SCAFFALE LECCHESE/2: l'ultimo romanzo di Andrea Vitali lascia... 'un uomo in mutande'


Per fortuna che c'è il Vitali. L'Andrea. Una delle sue storie - e, soprattutto, come le sa scrivere lui - ti riporta fuori dai gorghi cupi di questa stagione di coronavirus. Stagione per la quale, va ricordato, lo stesso Vitali, da medico si è rimesso il camice per curare quegli altri pazienti, quelli senza covid «ma che si ammalano pur sempre di qualcosa», mentre da scrittore ha dato il suo contributo a un libro collettivo ("Andrà tutto bene") per raccogliere fondi destinati all'ospedale Giovanni XXIII di Bergamo.
Ma intanto, pur con un po' di ritardo rispetto al previsto proprio per via del contagio, è uscito il suo nuovo romanzo "ufficiale" a regalarci ancora momenti esilaranti: "Un uomo in mutande" (editore Garzanti). Fa parte della serie di "casi del maresciallo Maccadò", il filone che lo scrittore bellanese ha inaugurato con "Certe fortune", mantenendo un nucleo di personaggi stabile (tra caserma e ospedale, a partire appunto dal maresciallo dei carabinieri per arrivare a una suora-generale) al pari di altri scrittori. Sarà anche un caso, la dedica di quest'ultima fatica ad Andrea Camilleri che, oltre ai suoi "romanzi civili" e alle vicende storiche della Sicilia profonda, ci ha consegnato la figura del commissario Montalbano. E chissà mai che anche il maresciallo Maccadò non possa diventare domani una serie televisiva. Avrà un gran bel daffare il regista nello scegliere gli interpreti. Perché gli appassionati di Vitali sanno che ogni suo personaggio, anche la semplice comparsa, è calibrato alla perfezione e non sono concesse sbavature.

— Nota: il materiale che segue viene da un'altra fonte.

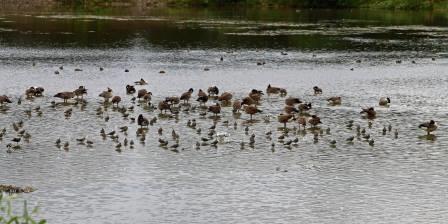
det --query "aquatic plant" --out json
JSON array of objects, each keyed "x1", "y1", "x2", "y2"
[{"x1": 0, "y1": 193, "x2": 47, "y2": 224}]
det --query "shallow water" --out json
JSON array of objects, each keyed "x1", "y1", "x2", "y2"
[{"x1": 0, "y1": 7, "x2": 448, "y2": 223}]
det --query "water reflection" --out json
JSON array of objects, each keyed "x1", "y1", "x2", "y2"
[{"x1": 0, "y1": 6, "x2": 448, "y2": 223}]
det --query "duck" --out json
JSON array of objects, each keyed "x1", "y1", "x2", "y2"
[
  {"x1": 137, "y1": 114, "x2": 149, "y2": 128},
  {"x1": 327, "y1": 96, "x2": 342, "y2": 105},
  {"x1": 134, "y1": 78, "x2": 148, "y2": 86},
  {"x1": 218, "y1": 92, "x2": 233, "y2": 103},
  {"x1": 180, "y1": 88, "x2": 194, "y2": 103},
  {"x1": 54, "y1": 92, "x2": 75, "y2": 103},
  {"x1": 34, "y1": 87, "x2": 45, "y2": 97},
  {"x1": 158, "y1": 100, "x2": 171, "y2": 113},
  {"x1": 126, "y1": 85, "x2": 136, "y2": 94},
  {"x1": 378, "y1": 97, "x2": 390, "y2": 106},
  {"x1": 143, "y1": 92, "x2": 152, "y2": 102},
  {"x1": 418, "y1": 120, "x2": 437, "y2": 135},
  {"x1": 241, "y1": 96, "x2": 257, "y2": 105},
  {"x1": 283, "y1": 105, "x2": 299, "y2": 114},
  {"x1": 207, "y1": 86, "x2": 219, "y2": 96},
  {"x1": 0, "y1": 95, "x2": 12, "y2": 106},
  {"x1": 360, "y1": 107, "x2": 376, "y2": 118},
  {"x1": 285, "y1": 97, "x2": 302, "y2": 106},
  {"x1": 313, "y1": 86, "x2": 322, "y2": 95},
  {"x1": 298, "y1": 103, "x2": 312, "y2": 113},
  {"x1": 297, "y1": 117, "x2": 306, "y2": 130},
  {"x1": 308, "y1": 115, "x2": 322, "y2": 127},
  {"x1": 137, "y1": 89, "x2": 148, "y2": 99},
  {"x1": 266, "y1": 84, "x2": 287, "y2": 96},
  {"x1": 208, "y1": 103, "x2": 221, "y2": 117},
  {"x1": 99, "y1": 87, "x2": 113, "y2": 102},
  {"x1": 73, "y1": 86, "x2": 87, "y2": 99},
  {"x1": 277, "y1": 114, "x2": 293, "y2": 128},
  {"x1": 196, "y1": 89, "x2": 208, "y2": 105},
  {"x1": 25, "y1": 86, "x2": 36, "y2": 98},
  {"x1": 249, "y1": 89, "x2": 263, "y2": 103},
  {"x1": 165, "y1": 96, "x2": 180, "y2": 105},
  {"x1": 232, "y1": 100, "x2": 242, "y2": 113},
  {"x1": 111, "y1": 96, "x2": 121, "y2": 107},
  {"x1": 244, "y1": 105, "x2": 262, "y2": 120}
]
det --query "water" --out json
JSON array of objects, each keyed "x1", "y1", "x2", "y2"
[{"x1": 0, "y1": 9, "x2": 448, "y2": 223}]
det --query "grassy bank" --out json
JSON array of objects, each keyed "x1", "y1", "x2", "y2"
[{"x1": 161, "y1": 0, "x2": 448, "y2": 9}]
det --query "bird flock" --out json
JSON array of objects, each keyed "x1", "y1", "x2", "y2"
[{"x1": 0, "y1": 66, "x2": 437, "y2": 153}]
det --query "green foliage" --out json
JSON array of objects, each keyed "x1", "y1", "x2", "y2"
[{"x1": 0, "y1": 193, "x2": 47, "y2": 224}]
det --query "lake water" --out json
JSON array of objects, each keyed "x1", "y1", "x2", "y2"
[{"x1": 0, "y1": 9, "x2": 448, "y2": 223}]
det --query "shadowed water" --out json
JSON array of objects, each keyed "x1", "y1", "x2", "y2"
[{"x1": 0, "y1": 7, "x2": 448, "y2": 223}]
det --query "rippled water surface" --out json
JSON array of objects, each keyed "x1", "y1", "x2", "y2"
[{"x1": 0, "y1": 7, "x2": 448, "y2": 223}]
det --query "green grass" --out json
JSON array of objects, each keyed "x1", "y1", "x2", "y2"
[
  {"x1": 161, "y1": 0, "x2": 448, "y2": 10},
  {"x1": 0, "y1": 193, "x2": 47, "y2": 224}
]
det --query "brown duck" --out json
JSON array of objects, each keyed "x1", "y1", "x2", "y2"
[
  {"x1": 196, "y1": 89, "x2": 208, "y2": 105},
  {"x1": 137, "y1": 114, "x2": 149, "y2": 128},
  {"x1": 241, "y1": 96, "x2": 257, "y2": 105},
  {"x1": 283, "y1": 105, "x2": 299, "y2": 114},
  {"x1": 266, "y1": 84, "x2": 287, "y2": 96},
  {"x1": 244, "y1": 105, "x2": 262, "y2": 120},
  {"x1": 180, "y1": 88, "x2": 194, "y2": 103},
  {"x1": 360, "y1": 107, "x2": 376, "y2": 118},
  {"x1": 285, "y1": 97, "x2": 302, "y2": 106},
  {"x1": 299, "y1": 103, "x2": 312, "y2": 113},
  {"x1": 157, "y1": 100, "x2": 171, "y2": 113},
  {"x1": 99, "y1": 87, "x2": 113, "y2": 102},
  {"x1": 308, "y1": 115, "x2": 322, "y2": 127},
  {"x1": 54, "y1": 92, "x2": 75, "y2": 103},
  {"x1": 218, "y1": 92, "x2": 233, "y2": 103},
  {"x1": 278, "y1": 114, "x2": 293, "y2": 128},
  {"x1": 73, "y1": 86, "x2": 87, "y2": 99},
  {"x1": 165, "y1": 96, "x2": 180, "y2": 105},
  {"x1": 25, "y1": 86, "x2": 36, "y2": 98},
  {"x1": 126, "y1": 85, "x2": 136, "y2": 94},
  {"x1": 34, "y1": 87, "x2": 45, "y2": 97},
  {"x1": 297, "y1": 117, "x2": 306, "y2": 130},
  {"x1": 232, "y1": 100, "x2": 242, "y2": 113},
  {"x1": 378, "y1": 97, "x2": 390, "y2": 106},
  {"x1": 327, "y1": 96, "x2": 342, "y2": 105},
  {"x1": 208, "y1": 103, "x2": 221, "y2": 116},
  {"x1": 313, "y1": 86, "x2": 322, "y2": 95},
  {"x1": 207, "y1": 86, "x2": 219, "y2": 96},
  {"x1": 111, "y1": 96, "x2": 121, "y2": 107},
  {"x1": 249, "y1": 89, "x2": 263, "y2": 103},
  {"x1": 0, "y1": 95, "x2": 12, "y2": 105},
  {"x1": 134, "y1": 78, "x2": 148, "y2": 86}
]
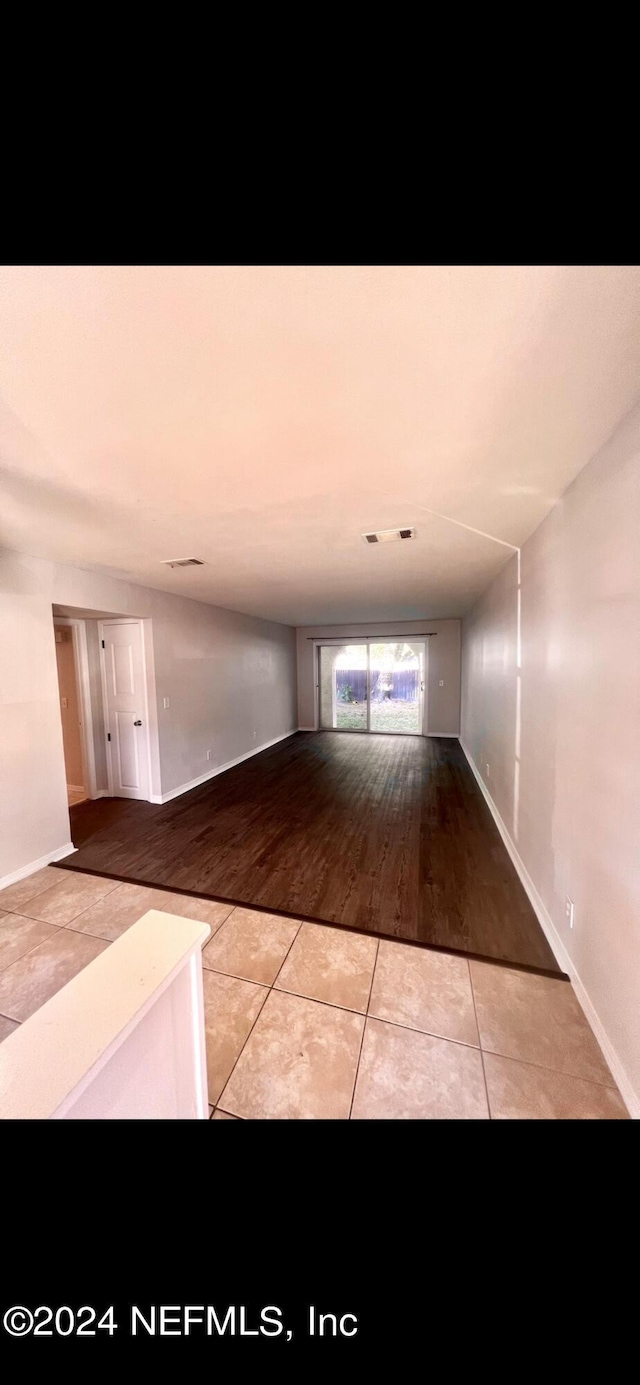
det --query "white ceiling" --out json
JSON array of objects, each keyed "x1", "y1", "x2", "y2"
[{"x1": 0, "y1": 266, "x2": 640, "y2": 625}]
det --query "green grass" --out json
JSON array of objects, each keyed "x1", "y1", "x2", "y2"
[{"x1": 337, "y1": 702, "x2": 418, "y2": 734}]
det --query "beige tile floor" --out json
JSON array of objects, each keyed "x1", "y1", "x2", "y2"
[{"x1": 0, "y1": 866, "x2": 628, "y2": 1120}]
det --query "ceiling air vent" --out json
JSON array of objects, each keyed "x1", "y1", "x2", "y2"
[
  {"x1": 162, "y1": 558, "x2": 204, "y2": 568},
  {"x1": 363, "y1": 529, "x2": 416, "y2": 543}
]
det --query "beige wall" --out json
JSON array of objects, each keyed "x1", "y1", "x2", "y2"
[
  {"x1": 0, "y1": 550, "x2": 296, "y2": 879},
  {"x1": 461, "y1": 409, "x2": 640, "y2": 1101},
  {"x1": 296, "y1": 619, "x2": 460, "y2": 735},
  {"x1": 54, "y1": 625, "x2": 85, "y2": 788}
]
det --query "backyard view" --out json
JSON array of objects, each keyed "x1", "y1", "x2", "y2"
[{"x1": 320, "y1": 643, "x2": 423, "y2": 735}]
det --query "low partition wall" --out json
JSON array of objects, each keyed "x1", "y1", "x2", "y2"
[{"x1": 0, "y1": 910, "x2": 211, "y2": 1120}]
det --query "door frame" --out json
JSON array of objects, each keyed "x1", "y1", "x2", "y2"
[
  {"x1": 98, "y1": 615, "x2": 152, "y2": 803},
  {"x1": 313, "y1": 634, "x2": 429, "y2": 735},
  {"x1": 53, "y1": 615, "x2": 101, "y2": 798}
]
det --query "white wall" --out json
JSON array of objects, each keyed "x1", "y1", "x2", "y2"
[
  {"x1": 461, "y1": 409, "x2": 640, "y2": 1111},
  {"x1": 0, "y1": 550, "x2": 296, "y2": 879},
  {"x1": 296, "y1": 619, "x2": 460, "y2": 735}
]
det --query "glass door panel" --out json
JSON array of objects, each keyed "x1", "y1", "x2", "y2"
[
  {"x1": 319, "y1": 644, "x2": 367, "y2": 731},
  {"x1": 368, "y1": 640, "x2": 424, "y2": 735}
]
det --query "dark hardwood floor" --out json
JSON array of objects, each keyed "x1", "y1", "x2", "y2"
[{"x1": 57, "y1": 731, "x2": 560, "y2": 975}]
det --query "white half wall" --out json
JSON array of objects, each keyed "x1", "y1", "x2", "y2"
[
  {"x1": 296, "y1": 618, "x2": 460, "y2": 735},
  {"x1": 461, "y1": 409, "x2": 640, "y2": 1115},
  {"x1": 0, "y1": 550, "x2": 296, "y2": 878}
]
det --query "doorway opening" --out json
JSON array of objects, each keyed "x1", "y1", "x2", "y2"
[
  {"x1": 53, "y1": 605, "x2": 159, "y2": 808},
  {"x1": 54, "y1": 618, "x2": 96, "y2": 807},
  {"x1": 317, "y1": 638, "x2": 427, "y2": 735}
]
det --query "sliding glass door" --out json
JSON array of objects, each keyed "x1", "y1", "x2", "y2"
[
  {"x1": 317, "y1": 643, "x2": 368, "y2": 731},
  {"x1": 317, "y1": 640, "x2": 427, "y2": 735}
]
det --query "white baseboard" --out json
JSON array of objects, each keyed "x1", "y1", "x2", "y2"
[
  {"x1": 148, "y1": 727, "x2": 295, "y2": 803},
  {"x1": 460, "y1": 737, "x2": 640, "y2": 1120},
  {"x1": 0, "y1": 842, "x2": 78, "y2": 889}
]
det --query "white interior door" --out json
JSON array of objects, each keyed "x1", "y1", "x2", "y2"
[{"x1": 100, "y1": 620, "x2": 150, "y2": 799}]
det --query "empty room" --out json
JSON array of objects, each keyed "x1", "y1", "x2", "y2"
[{"x1": 0, "y1": 265, "x2": 640, "y2": 1119}]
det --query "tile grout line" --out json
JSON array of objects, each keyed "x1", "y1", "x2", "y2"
[
  {"x1": 346, "y1": 938, "x2": 380, "y2": 1120},
  {"x1": 481, "y1": 1048, "x2": 626, "y2": 1105},
  {"x1": 467, "y1": 958, "x2": 493, "y2": 1120},
  {"x1": 208, "y1": 915, "x2": 302, "y2": 1120}
]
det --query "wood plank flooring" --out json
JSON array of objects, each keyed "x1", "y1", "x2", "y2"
[{"x1": 57, "y1": 731, "x2": 558, "y2": 975}]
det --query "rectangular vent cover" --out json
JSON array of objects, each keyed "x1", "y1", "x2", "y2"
[
  {"x1": 363, "y1": 529, "x2": 416, "y2": 543},
  {"x1": 162, "y1": 558, "x2": 204, "y2": 568}
]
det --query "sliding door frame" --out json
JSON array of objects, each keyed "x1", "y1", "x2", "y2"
[{"x1": 313, "y1": 634, "x2": 429, "y2": 735}]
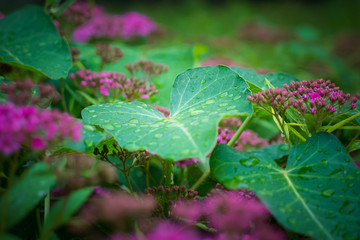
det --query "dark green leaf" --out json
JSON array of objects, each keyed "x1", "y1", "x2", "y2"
[
  {"x1": 0, "y1": 162, "x2": 56, "y2": 228},
  {"x1": 0, "y1": 6, "x2": 72, "y2": 79},
  {"x1": 82, "y1": 66, "x2": 252, "y2": 161},
  {"x1": 210, "y1": 133, "x2": 360, "y2": 239}
]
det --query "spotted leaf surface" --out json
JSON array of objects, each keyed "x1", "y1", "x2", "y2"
[
  {"x1": 82, "y1": 66, "x2": 252, "y2": 161},
  {"x1": 231, "y1": 67, "x2": 297, "y2": 92},
  {"x1": 0, "y1": 6, "x2": 72, "y2": 79},
  {"x1": 210, "y1": 133, "x2": 360, "y2": 239},
  {"x1": 0, "y1": 162, "x2": 56, "y2": 228}
]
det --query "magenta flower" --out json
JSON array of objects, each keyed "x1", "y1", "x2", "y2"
[
  {"x1": 72, "y1": 12, "x2": 157, "y2": 42},
  {"x1": 0, "y1": 103, "x2": 82, "y2": 155}
]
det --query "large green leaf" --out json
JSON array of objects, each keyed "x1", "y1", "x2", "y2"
[
  {"x1": 82, "y1": 66, "x2": 252, "y2": 161},
  {"x1": 0, "y1": 162, "x2": 56, "y2": 230},
  {"x1": 146, "y1": 47, "x2": 194, "y2": 108},
  {"x1": 210, "y1": 133, "x2": 360, "y2": 240},
  {"x1": 0, "y1": 6, "x2": 72, "y2": 79},
  {"x1": 231, "y1": 67, "x2": 297, "y2": 92}
]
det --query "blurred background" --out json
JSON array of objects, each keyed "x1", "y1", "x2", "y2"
[{"x1": 0, "y1": 0, "x2": 360, "y2": 93}]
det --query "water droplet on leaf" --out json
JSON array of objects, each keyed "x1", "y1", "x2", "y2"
[
  {"x1": 239, "y1": 156, "x2": 260, "y2": 168},
  {"x1": 321, "y1": 189, "x2": 335, "y2": 197}
]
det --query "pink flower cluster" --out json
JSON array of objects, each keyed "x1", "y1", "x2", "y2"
[
  {"x1": 172, "y1": 191, "x2": 285, "y2": 240},
  {"x1": 247, "y1": 79, "x2": 358, "y2": 128},
  {"x1": 69, "y1": 69, "x2": 157, "y2": 100},
  {"x1": 0, "y1": 103, "x2": 82, "y2": 156},
  {"x1": 72, "y1": 12, "x2": 157, "y2": 42}
]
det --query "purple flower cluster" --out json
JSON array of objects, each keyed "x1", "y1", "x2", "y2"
[
  {"x1": 0, "y1": 103, "x2": 82, "y2": 155},
  {"x1": 172, "y1": 190, "x2": 285, "y2": 240},
  {"x1": 95, "y1": 43, "x2": 124, "y2": 70},
  {"x1": 69, "y1": 69, "x2": 157, "y2": 101},
  {"x1": 72, "y1": 9, "x2": 157, "y2": 42},
  {"x1": 247, "y1": 79, "x2": 357, "y2": 128}
]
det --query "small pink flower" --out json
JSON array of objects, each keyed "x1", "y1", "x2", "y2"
[{"x1": 30, "y1": 137, "x2": 47, "y2": 151}]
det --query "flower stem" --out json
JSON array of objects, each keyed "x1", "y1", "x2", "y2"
[
  {"x1": 165, "y1": 160, "x2": 174, "y2": 186},
  {"x1": 60, "y1": 78, "x2": 68, "y2": 112},
  {"x1": 227, "y1": 114, "x2": 254, "y2": 147}
]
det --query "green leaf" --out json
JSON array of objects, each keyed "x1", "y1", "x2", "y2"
[
  {"x1": 82, "y1": 66, "x2": 252, "y2": 161},
  {"x1": 210, "y1": 133, "x2": 360, "y2": 239},
  {"x1": 0, "y1": 233, "x2": 20, "y2": 240},
  {"x1": 0, "y1": 162, "x2": 56, "y2": 228},
  {"x1": 146, "y1": 47, "x2": 194, "y2": 108},
  {"x1": 231, "y1": 67, "x2": 298, "y2": 93},
  {"x1": 64, "y1": 120, "x2": 107, "y2": 152},
  {"x1": 0, "y1": 6, "x2": 72, "y2": 79},
  {"x1": 42, "y1": 187, "x2": 93, "y2": 235}
]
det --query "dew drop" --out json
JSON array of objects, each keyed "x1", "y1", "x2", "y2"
[
  {"x1": 84, "y1": 139, "x2": 95, "y2": 147},
  {"x1": 181, "y1": 149, "x2": 190, "y2": 156},
  {"x1": 280, "y1": 145, "x2": 289, "y2": 152},
  {"x1": 219, "y1": 103, "x2": 229, "y2": 107},
  {"x1": 321, "y1": 189, "x2": 335, "y2": 197},
  {"x1": 154, "y1": 133, "x2": 162, "y2": 139},
  {"x1": 129, "y1": 118, "x2": 139, "y2": 124},
  {"x1": 190, "y1": 110, "x2": 204, "y2": 117},
  {"x1": 220, "y1": 92, "x2": 229, "y2": 98},
  {"x1": 286, "y1": 217, "x2": 297, "y2": 226},
  {"x1": 104, "y1": 124, "x2": 115, "y2": 131},
  {"x1": 226, "y1": 106, "x2": 236, "y2": 111},
  {"x1": 171, "y1": 135, "x2": 180, "y2": 140},
  {"x1": 239, "y1": 156, "x2": 260, "y2": 168},
  {"x1": 205, "y1": 99, "x2": 215, "y2": 105},
  {"x1": 83, "y1": 124, "x2": 95, "y2": 132}
]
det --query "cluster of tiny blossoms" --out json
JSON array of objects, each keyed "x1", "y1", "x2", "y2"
[
  {"x1": 0, "y1": 103, "x2": 82, "y2": 155},
  {"x1": 69, "y1": 69, "x2": 157, "y2": 101},
  {"x1": 95, "y1": 43, "x2": 124, "y2": 70},
  {"x1": 247, "y1": 79, "x2": 357, "y2": 128},
  {"x1": 72, "y1": 9, "x2": 157, "y2": 42}
]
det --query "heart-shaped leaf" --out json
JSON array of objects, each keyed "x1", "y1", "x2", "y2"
[
  {"x1": 210, "y1": 133, "x2": 360, "y2": 239},
  {"x1": 0, "y1": 162, "x2": 56, "y2": 230},
  {"x1": 82, "y1": 66, "x2": 252, "y2": 161},
  {"x1": 231, "y1": 67, "x2": 297, "y2": 93},
  {"x1": 0, "y1": 6, "x2": 72, "y2": 79}
]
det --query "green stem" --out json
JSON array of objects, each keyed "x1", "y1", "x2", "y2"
[
  {"x1": 60, "y1": 78, "x2": 68, "y2": 112},
  {"x1": 227, "y1": 114, "x2": 254, "y2": 147},
  {"x1": 165, "y1": 160, "x2": 174, "y2": 186},
  {"x1": 346, "y1": 132, "x2": 360, "y2": 151},
  {"x1": 191, "y1": 168, "x2": 210, "y2": 190},
  {"x1": 328, "y1": 112, "x2": 360, "y2": 133},
  {"x1": 44, "y1": 189, "x2": 50, "y2": 223},
  {"x1": 145, "y1": 159, "x2": 150, "y2": 188},
  {"x1": 191, "y1": 114, "x2": 254, "y2": 190}
]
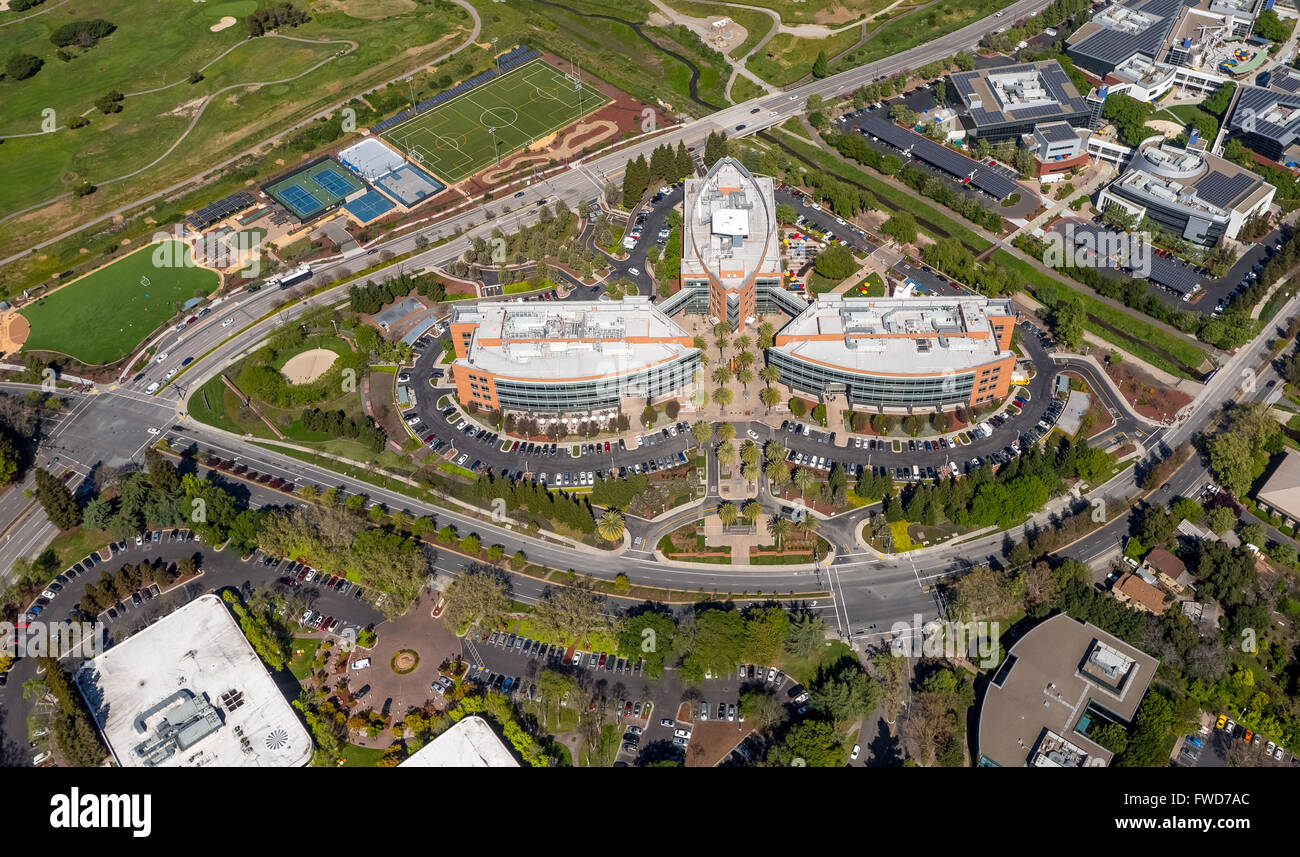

Un uomo in mutande, dunque. Che in realtà diventano poi due e alla fine addirittura tre.
Si comincia con il farfallone meratese salito a Bellano per amoreggiare con la moglie del direttore dell'ufficio postale e costretto alla fuga - in mutande appunto - per il di lui rientro anticipato. Quella fuga dà il la a un'eruzione continua di equivoci, di gialli che non sono gialli - «di corna i carabinieri non si occupano»  - di vicende intricate: una levatrice incosciente sul letto di casa, un procaccia trasandato che ritrova un portafoglio-trappola, lo stesso direttore delle Poste che non vede l'ora di organizzare una trionfale cena d'addio e i suoi modesti impiegati, gli osti che fanno gli osti e i confidenti, una donna della buona borghesia che ogni due mesi si innamora perdutamente di qualcuno, lo sprovveduto del villaggio che se la vede brutta. A corona, la tradizionale vitaliana pirotecnia onomastica. Attorno, l'atmosfera è quella del fascismo tronfio e grottesco, nell'epoca della campagna della cosiddetta redenzione igienica (bisogna realizzare le fognature, per intenderci).
Per promuovere la quale a Bellano sale il senatore Vince Dissetati, sofferente di un morbo che si chiama atonia intestinale: qualcosa di peggio della stitichezza (ohi, qual contrappasso per le camicie nere, use a distribuire sorsate su sorsate di olio di ricino per umiliare gli oppositori). Il ras sarà ricoverato in ospedale e le sue scorregge si riveleranno benefiche, provocando il risveglio della comatosa levatrice. Tanto per capire dove si sguazza.
Questa, a grandi linee, la storia: il piacere è la lettura.